Normalisation / Affymetrix

Description

Preprocesses Affymetrix CEL-files to give expression estimates and call values for genes.

Parameters

Details

Six normalization methods are available. Regardless of method, the normalized data will always be expressed in base 2 log-transformed scale.

RMA (Irizarry et al. 2003), GCRMA and Li-Wong (Li and Wong, 2001) give gene expression estimates that have some nice statistical properties, making the data more closely resemble a normal distribution and improving on the homogeneity of variances. Compared to MAS5 they have been shown to result in greater statistical power in downstream analyses. Note that the parameter setting for variance stabilization does not have an effect here, since it's an inherent part of these methods.

RPA is a probe-level preprocessing method for Affymetrix arrays (Lahti et al., TCBB/IEEE 2011). The model includes the popular RMA algorithm as a special case. RPA compares favourably to RMA and other popular preprocessing algorithms at the AffyCompII benchmarking site.

MAS5 (Affymetrix, 2001) is the method originally implemented by Affymetrix in their GCOS software. Plier is a more recent method developed by Affymetrix that results in more precise estimates of lower intensity probes than MAS5. Variance stabilizing normalization can be combined with these methods to further improve the precision of low intensity expression estimates.

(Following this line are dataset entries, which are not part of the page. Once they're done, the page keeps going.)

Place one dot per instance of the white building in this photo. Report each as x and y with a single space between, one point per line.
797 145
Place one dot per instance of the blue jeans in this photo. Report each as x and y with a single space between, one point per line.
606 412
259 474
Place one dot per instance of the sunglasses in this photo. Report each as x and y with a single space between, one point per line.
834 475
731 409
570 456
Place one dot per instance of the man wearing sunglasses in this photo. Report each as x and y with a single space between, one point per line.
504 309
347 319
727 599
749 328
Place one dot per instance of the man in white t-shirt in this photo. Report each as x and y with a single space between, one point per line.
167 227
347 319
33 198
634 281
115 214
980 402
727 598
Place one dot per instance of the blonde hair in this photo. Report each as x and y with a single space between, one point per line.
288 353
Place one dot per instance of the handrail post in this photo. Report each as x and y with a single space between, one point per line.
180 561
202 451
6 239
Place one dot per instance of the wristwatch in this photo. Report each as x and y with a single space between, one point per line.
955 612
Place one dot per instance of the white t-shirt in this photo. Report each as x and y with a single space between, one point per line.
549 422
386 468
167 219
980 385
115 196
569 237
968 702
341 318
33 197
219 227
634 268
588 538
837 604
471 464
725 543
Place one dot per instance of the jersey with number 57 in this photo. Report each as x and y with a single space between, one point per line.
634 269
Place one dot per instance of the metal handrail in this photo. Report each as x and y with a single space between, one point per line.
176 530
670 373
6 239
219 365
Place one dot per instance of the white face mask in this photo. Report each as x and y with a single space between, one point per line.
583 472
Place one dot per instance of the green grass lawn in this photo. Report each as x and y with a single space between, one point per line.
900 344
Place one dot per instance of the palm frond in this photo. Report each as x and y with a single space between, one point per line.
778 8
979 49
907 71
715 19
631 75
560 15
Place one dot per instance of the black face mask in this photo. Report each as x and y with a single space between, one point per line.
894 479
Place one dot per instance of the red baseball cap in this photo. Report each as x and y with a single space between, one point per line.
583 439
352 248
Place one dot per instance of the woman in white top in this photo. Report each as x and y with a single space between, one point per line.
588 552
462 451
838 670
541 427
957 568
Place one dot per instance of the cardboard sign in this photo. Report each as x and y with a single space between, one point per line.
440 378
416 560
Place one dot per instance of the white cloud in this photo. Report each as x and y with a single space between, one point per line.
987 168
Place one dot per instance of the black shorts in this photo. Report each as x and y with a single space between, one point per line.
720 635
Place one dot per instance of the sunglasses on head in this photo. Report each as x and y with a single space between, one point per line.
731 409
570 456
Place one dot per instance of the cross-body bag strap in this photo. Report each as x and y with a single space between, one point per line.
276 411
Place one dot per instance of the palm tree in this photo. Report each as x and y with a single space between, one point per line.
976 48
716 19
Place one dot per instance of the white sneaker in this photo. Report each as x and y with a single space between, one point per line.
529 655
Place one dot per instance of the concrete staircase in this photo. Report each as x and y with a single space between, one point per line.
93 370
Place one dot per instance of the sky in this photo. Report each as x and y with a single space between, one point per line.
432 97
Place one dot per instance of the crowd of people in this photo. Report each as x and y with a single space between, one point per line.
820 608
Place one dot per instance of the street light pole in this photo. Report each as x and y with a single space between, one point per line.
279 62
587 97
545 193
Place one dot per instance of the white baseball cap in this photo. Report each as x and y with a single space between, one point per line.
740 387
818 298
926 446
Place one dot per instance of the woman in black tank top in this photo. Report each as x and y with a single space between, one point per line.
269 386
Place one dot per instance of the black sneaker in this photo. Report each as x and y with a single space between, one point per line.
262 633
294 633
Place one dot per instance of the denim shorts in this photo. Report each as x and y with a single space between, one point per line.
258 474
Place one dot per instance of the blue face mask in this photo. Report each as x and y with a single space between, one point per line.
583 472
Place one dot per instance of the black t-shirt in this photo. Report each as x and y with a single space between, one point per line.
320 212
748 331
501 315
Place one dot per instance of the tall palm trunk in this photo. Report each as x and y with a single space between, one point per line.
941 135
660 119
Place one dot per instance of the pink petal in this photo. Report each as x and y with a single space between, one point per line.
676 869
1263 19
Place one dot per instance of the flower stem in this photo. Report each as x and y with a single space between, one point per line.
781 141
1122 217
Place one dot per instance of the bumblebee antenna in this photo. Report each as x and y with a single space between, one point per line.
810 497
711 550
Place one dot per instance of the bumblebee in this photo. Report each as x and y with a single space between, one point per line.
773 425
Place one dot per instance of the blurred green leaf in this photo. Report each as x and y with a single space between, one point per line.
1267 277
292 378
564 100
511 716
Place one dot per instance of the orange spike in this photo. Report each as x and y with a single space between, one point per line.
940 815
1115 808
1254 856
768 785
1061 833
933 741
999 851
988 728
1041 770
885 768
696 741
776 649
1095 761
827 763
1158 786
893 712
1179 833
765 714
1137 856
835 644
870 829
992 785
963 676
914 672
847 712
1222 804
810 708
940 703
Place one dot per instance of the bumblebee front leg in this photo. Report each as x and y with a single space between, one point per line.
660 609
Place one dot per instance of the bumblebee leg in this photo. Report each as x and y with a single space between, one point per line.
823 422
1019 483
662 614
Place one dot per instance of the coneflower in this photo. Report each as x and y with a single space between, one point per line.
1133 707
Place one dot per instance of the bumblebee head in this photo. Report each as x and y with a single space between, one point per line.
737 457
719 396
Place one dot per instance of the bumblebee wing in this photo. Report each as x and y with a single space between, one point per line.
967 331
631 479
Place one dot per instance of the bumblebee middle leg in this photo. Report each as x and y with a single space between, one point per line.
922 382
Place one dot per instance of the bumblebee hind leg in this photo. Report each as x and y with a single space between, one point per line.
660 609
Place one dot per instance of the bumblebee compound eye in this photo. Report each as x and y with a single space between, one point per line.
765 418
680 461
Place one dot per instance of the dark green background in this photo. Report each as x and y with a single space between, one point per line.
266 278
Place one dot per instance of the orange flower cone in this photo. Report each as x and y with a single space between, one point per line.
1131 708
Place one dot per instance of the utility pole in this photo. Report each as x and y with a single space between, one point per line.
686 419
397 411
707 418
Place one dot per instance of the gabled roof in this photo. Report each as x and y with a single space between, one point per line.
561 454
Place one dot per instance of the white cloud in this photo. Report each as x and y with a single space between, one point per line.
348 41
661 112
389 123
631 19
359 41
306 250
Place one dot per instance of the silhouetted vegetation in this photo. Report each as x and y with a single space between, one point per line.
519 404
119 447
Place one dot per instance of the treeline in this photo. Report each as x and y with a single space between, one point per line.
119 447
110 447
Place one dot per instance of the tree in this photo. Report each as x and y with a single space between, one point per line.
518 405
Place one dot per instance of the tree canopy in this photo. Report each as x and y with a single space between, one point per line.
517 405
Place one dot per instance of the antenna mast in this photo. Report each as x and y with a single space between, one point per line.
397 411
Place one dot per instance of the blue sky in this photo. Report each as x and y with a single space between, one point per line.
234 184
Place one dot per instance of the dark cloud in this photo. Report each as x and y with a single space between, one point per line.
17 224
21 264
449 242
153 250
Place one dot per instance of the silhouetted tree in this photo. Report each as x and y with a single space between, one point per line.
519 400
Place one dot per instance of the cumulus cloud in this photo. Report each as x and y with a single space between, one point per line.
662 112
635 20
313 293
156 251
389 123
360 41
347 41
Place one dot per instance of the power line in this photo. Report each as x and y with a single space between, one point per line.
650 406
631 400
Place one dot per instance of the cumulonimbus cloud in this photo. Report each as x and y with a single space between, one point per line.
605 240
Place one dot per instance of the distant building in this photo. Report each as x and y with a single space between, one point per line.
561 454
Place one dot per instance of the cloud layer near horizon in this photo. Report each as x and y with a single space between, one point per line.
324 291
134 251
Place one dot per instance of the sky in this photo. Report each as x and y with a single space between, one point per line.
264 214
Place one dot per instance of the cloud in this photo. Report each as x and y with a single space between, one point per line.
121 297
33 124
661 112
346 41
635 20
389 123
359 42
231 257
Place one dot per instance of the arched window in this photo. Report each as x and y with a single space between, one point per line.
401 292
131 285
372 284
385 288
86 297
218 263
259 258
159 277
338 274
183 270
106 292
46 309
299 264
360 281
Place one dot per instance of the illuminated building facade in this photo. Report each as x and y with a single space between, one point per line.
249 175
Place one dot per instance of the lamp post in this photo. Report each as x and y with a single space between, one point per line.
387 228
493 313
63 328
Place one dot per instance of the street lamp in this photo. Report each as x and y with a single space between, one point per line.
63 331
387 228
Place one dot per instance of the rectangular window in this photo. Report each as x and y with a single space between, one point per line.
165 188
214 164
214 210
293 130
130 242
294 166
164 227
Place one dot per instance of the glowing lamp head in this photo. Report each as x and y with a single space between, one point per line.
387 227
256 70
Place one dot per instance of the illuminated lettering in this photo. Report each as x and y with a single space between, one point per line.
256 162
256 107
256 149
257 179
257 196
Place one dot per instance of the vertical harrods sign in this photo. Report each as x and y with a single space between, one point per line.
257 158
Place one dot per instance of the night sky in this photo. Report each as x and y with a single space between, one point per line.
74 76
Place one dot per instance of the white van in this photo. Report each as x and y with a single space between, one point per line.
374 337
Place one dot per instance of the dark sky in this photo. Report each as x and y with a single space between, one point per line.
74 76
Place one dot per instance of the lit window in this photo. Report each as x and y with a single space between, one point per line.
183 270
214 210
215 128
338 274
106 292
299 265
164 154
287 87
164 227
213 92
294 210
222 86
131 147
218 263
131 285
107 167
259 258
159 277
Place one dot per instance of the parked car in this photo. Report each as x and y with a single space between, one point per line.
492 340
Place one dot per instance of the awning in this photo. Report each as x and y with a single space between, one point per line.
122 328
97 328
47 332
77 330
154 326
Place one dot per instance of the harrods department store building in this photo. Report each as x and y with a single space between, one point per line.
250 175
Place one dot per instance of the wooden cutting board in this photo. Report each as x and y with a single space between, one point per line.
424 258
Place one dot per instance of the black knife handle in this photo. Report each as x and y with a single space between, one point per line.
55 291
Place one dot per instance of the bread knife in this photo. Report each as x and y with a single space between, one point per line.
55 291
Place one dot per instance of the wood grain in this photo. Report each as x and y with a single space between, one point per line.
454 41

Call values (present, absent, marginal) are always calculated using the MAS5 algorithm regardless of the selected preprocessing algorithm.

It is a known problem with Affymetrix expression arrays that a sizeable part of the probes have been mis-annotated to wrong genes. The probes have been re-annotated according to the current knowledge to 'correct' genes in alternative CDF environments. If the user wants to preprocess the Affymetrix chips using these reannotations, then one of the custom chiptypes needs to be selected. The reannotations are from University of Michigan.

Output

A tab-delimited text file containing gene names, expression estimates and call values ("flags"). This file is suitable for all further analyses.

References

Affymetrix. Affymetrix Microarray Suite User Guide. Affymetrix, Santa Clara, CA, version 5 edition, 2001.

Rafael A. Irizarry, Bridget Hobbs, Francois Collin, Yasmin D. Beazer-Barclay, Kristen J. Antonellis, Uwe Scherf, and Terence P. Speed. Exploration, normalization, and summaries of high density oligonucleotide array probe level data. Biostatistics, 2003. Apr;4(2):249-64.

C. Li and W.H. Wong. Model-based analysis of oligonucleotide arrays: Expression index computation and outlier detection. Proceedings of the National Academy of Science U S A, 98:3136, 2001.

L. Lahti, L.L. Elo, T. Aittokallio, and S. Kaski. Probabilistic Analysis of Probe Reliability in Differential Gene Expression Studies with Short Oligonucleotide Arrays. IEEE/ACM Transactions on Computational Biology and Bioinformatics 8(1):217-225, 2011 (preprint PDF; arXiv).